Understanding the statistics of fluctuation driven flows in the boundary layer of magnetically confined plasmas is desired to accurately model the lifetime of the vacuum vessel components. Mirror Langmuir probes (MLPs) are a novel diagnostic that uniquely allow us to sample the plasma parameters on a time scale shorter than the characteristic time scale of their fluctuations. Sudden large-amplitude fluctuations in the plasma degrade the precision and accuracy of the plasma parameters reported by MLPs for cases in which the probe bias range is of insufficient amplitude. While some data samples can readily be classified as valid and invalid, we find that such a classification may be ambiguous for up to 40% of data sampled for the plasma parameters and bias voltages considered in this study. In this contribution, we employ an autoencoder (AE) to learn a low-dimensional representation of valid data samples.

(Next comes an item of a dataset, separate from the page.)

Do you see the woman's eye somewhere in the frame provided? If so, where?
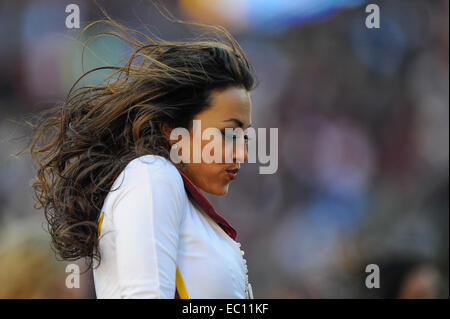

By definition, the coordinates in this space are the features that mostly characterize valid data. Ambiguous data samples are classified in this space using standard classifiers for vectorial data. In this way, we avoid defining complicated threshold rules to identify outliers, which require strong assumptions and introduce biases in the analysis. By removing the outliers that are identified in the latent low-dimensional space of the AE, we find that the average conductive and convective radial heat fluxes are between approximately 5% and 15% lower as when removing outliers identified by threshold values. For contributions to the radial heat flux due to triple correlations, the difference is up to 40%.